| } MWA-Ha-ha-haah! Too late, fool, my plans have already achieved their} aim!
 }
 } Yes, it was me who for decades distorted the data, manipulated the
 } models, bribed the scientists and corrupted the politicians, while all
 } the time nobody had an inkling as to my true purpose. And then, earlier
 } this year, my Machiavellian plotting finally bore fruit, and the
 } university paid for my trip to COP15.
 }
 } Well, c'mon, fair's fair - I'd never been to Copenhagen
 } before. People are always saying nice things about the place, what with
 } the Little Mermaid statue and the Tivoli Gardens and the Danes being
 } very polite and speaking very good English and all. Okay, some of the
 } presentations were a bit dull, but when that happened I just went out
 } and amused myself by watching the police baton-charging the protesters.

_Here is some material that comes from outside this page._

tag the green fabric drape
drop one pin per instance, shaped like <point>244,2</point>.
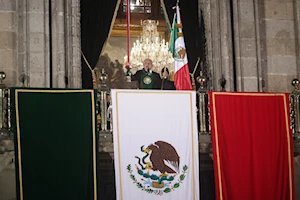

 } And the dinners were really excellent so, all in all, I had a great
 } time.
 }
 } So now it's all over and the truth can be told. Yes, there is no
 } global warming, industrial effluents are good for your health and polar
 } bears prefer swimming anyway. The whole scam was orchestrated by yours
 } truly so I could go on a jolly to Denmark. Of course you, Jeremy
 } Clarkson, Sarah Palin, the Daily Mail and Viscount Moron - sorry,
 } Monckton - you saw through my little scheme from the start.
 } Congratulations.
 }
 } As to your main point, this would be the same Ray Comfort whose
 } writings have been described as "a hopeless mess of long-ago-refuted
 } creationist arguments, teeming with misinformation about the science of
 } evolution, populated by legions of strawmen, and exhibiting what can be
 } charitably described as muddled thinking", would it? As it happens, old
 } Alfred Nobel did seek my advice on what his prizes should be for, and
 } besides chemistry, medicine, peace, etc, I suggested there should be
 } one for fruitloopery. To lighten the proceedings up a bit, see? But the
 } Swedish Academy turned it down because they said it would lower the
 } tone of the awards ceremony, and maybe they had a point. To be fair, I
 } don't think your chum Ray would have been a front runner for the
 } fruitloopery prize in any case, what with all the stiff competition out
 } there. Viscount Moron - sorry, Monckton - for one.
 }
 } So, I take it you're an evolution denier as well as a climate change
 } denier, eh? Do you by any chance also happen to think the Apollo moon
 } landings were faked? Because you get a prize if you disbelieve all
 } three, you know. Not a Nobel - it's one of those Brain Gym games.
 }
 } You owe the Oracle an open mind. It doesn't have to be yours.